Re: Multi user setup and saving a DataFrame / RDD to a network exported file system

Tomasz Fruboes Wed, 20 May 2015 02:42:00 -0700

Thanks for a suggestion. I have tried playing with it, sc.sparkUser()gives me expected user name, but it doesnt solve the problem. From aquick search through the spark code it seems to me, that this setting iseffective only for yarn and mesos.

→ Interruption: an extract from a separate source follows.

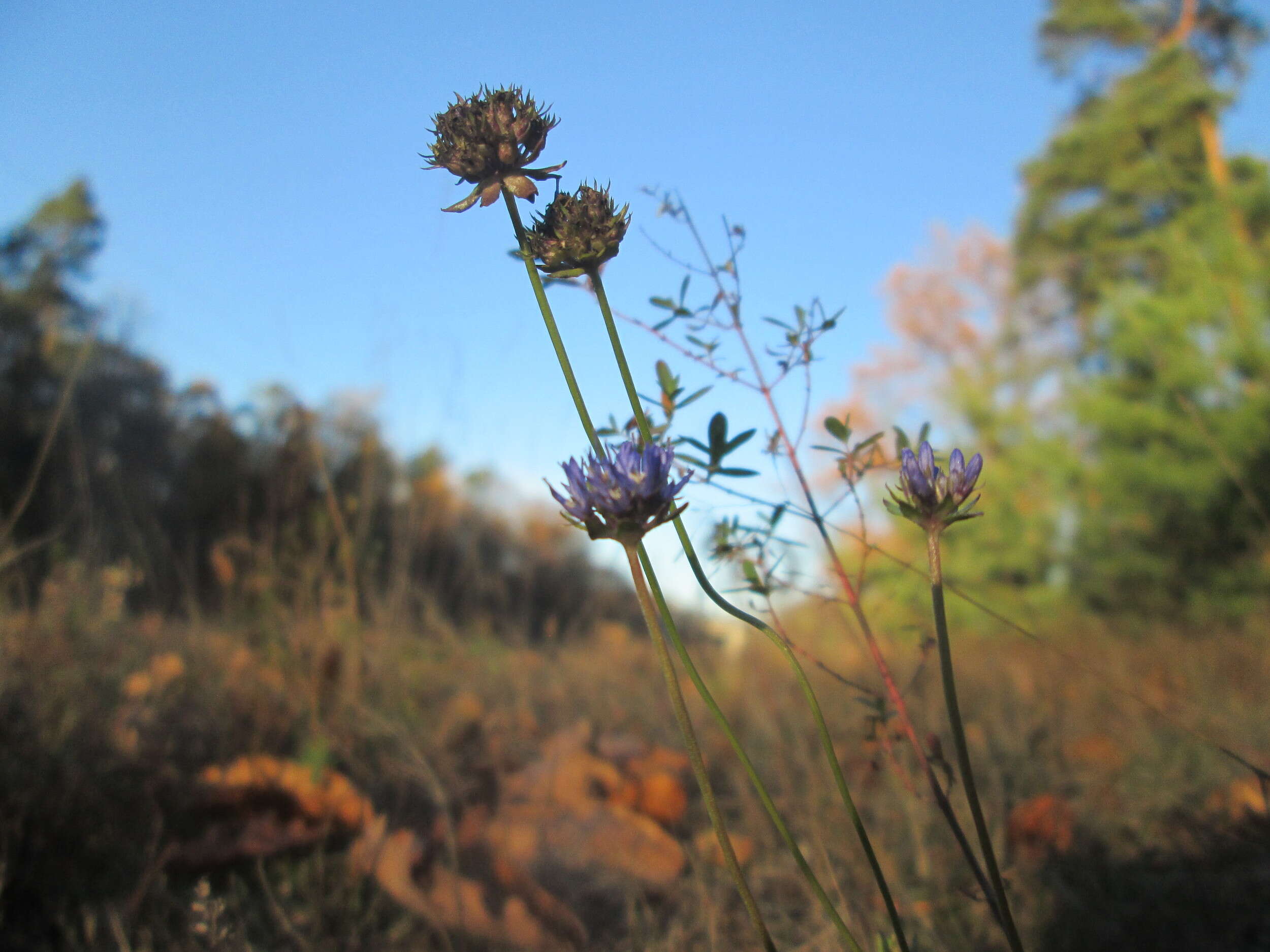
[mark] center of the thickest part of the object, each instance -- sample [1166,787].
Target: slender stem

I think the workaround for the problem could be using "--deploy-modecluster" (not 100% convenient, since disallows any interactive work),but this is not supported for python based programs.


Cheers,
  Tomasz



W dniu 20.05.2015 o 10:57, Iulian Dragoș pisze:

You could try setting `SPARK_USER` to the user under which your workers
are running. I couldn't find many references to this variable, but at
least Yarn and Mesos take it into account when spawning executors.
Chances are that standalone mode also does it.

iulian

On Wed, May 20, 2015 at 9:29 AM, Tomasz Fruboes
<tomasz.frub...@fuw.edu.pl <mailto:tomasz.frub...@fuw.edu.pl>> wrote:

    Hi,

      thanks for answer. The rights are

    drwxr-xr-x 3 tfruboes all 5632 05-19 15 <tel:5632%2005-19%2015>:40
    test19EE/

      I have tried setting the rights to 777 for this directory prior to
    execution. This does not get propagated down the chain, ie the
    directory created as a result of the "save" call
    (namesAndAges.parquet2 in the path in the dump [1] below) is created
    with the drwxr-xr-x rights (owned by the user submitting the job, ie
    tfruboes). The temp directories created inside

    namesAndAges.parquet2/_temporary/0/

    (e.g. task_201505200920_0009_r_000001) are owned by root, again with
    drwxr-xr-x access rights

      Cheers,
       Tomasz

    W dniu 19.05.2015 o 23:56, Davies Liu pisze:

        It surprises me, could you list the owner information of
        /mnt/lustre/bigdata/med_home/tmp/test19EE/ ?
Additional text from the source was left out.